It’s a familiar story. Tough competition from California and Mexico, unfavourable weather and increased labour costs to $12.50 per hour on May 1, 2019, are pushing berry producers in Quebec out of the market. That’s a significant trend given that Quebec is the number one producer of berries in Canada – about 56 per cent of national production.
"In recent years, we have seen a real decrease in the number of producers in Quebec, and it is clear that the factor increasing the minimum wage is important since more than 50 per cent of production costs are dedicated to labour," explains Jennifer Crawford, executive director of the Association of Strawberry and Raspberry Producers of Quebec.
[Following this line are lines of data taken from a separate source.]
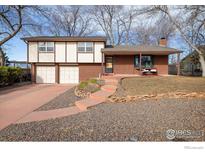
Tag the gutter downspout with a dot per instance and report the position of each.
(140, 62)
(178, 64)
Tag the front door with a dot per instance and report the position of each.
(108, 64)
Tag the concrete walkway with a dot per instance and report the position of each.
(80, 106)
(15, 104)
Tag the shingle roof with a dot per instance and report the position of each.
(144, 49)
(65, 38)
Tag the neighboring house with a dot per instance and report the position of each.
(190, 65)
(74, 59)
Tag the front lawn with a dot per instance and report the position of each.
(155, 85)
(137, 120)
“The labour cost is very problematic for us right now and we are finding that growers must reduce acreage, reduce number of employees and/or consider less labour-intensive production,” Crawford told The Grower.
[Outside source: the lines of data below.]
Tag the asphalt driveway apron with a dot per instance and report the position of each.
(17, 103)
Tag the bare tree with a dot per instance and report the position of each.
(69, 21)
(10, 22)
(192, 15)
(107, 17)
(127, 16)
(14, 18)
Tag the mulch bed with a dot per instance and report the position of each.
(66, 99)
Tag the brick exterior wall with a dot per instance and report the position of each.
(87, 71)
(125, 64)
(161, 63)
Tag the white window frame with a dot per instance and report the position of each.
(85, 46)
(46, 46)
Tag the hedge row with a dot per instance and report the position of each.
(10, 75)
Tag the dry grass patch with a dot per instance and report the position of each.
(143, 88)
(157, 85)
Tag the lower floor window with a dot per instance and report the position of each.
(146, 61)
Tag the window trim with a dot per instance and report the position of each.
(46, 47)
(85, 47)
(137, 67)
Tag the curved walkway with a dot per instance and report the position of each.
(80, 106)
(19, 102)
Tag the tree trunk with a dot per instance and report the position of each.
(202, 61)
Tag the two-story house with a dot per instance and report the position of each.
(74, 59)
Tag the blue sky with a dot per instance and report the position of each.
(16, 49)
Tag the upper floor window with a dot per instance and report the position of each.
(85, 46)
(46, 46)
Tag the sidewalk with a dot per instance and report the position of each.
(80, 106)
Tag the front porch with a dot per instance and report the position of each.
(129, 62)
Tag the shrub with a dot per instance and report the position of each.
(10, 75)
In a recent study of the Quebec industry, statistics show that the number of growers has been decreasing in the last decade, but the acreage has been increasing, specifically of those growers with 10 hectares or more.
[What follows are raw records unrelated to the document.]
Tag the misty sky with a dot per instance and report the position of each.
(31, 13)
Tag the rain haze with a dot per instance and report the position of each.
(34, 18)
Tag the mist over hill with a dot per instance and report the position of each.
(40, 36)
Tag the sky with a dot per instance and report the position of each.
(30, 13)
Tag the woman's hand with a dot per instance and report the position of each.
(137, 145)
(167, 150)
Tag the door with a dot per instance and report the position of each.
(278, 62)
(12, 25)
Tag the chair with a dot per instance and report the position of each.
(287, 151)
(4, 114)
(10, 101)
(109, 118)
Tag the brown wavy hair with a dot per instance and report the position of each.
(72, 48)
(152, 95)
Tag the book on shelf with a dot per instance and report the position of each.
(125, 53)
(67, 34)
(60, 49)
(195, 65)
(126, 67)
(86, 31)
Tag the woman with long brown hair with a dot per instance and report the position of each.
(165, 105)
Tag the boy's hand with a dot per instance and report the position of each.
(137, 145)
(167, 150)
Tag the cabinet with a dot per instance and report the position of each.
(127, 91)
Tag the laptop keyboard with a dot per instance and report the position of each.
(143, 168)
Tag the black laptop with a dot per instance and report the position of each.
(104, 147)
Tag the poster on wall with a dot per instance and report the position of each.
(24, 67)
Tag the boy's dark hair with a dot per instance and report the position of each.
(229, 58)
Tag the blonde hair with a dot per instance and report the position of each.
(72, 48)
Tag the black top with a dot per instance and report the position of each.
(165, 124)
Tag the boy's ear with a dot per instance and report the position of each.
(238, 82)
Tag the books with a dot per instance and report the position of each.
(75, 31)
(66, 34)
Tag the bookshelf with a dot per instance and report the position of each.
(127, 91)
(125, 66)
As of 2018, there were 518 Quebec growers of raspberries producing on 591 hectares (1460 acres). There were 507 growers of strawberries producing on 2,333 hectares (5762 acres). Of these, 124 growers were cultivating day-neutral strawberries on 435 hectares (1074 acres).
Louis Gosselin, president of Ferme Francois Gosselin told FreshPlaza.com that “with the increase in minimum wage above the cost of inflation, it is the profit margin that decreases directly each year.”
“The prices have been essentially the same for the last four years and it is very difficult to increase them since we are in direct competition with California fruits," he adds.
The association has requested assistance from the provincial government for the short term, but the industry’s long-term viability depends upon more cost-efficient production techniques, according to many producers.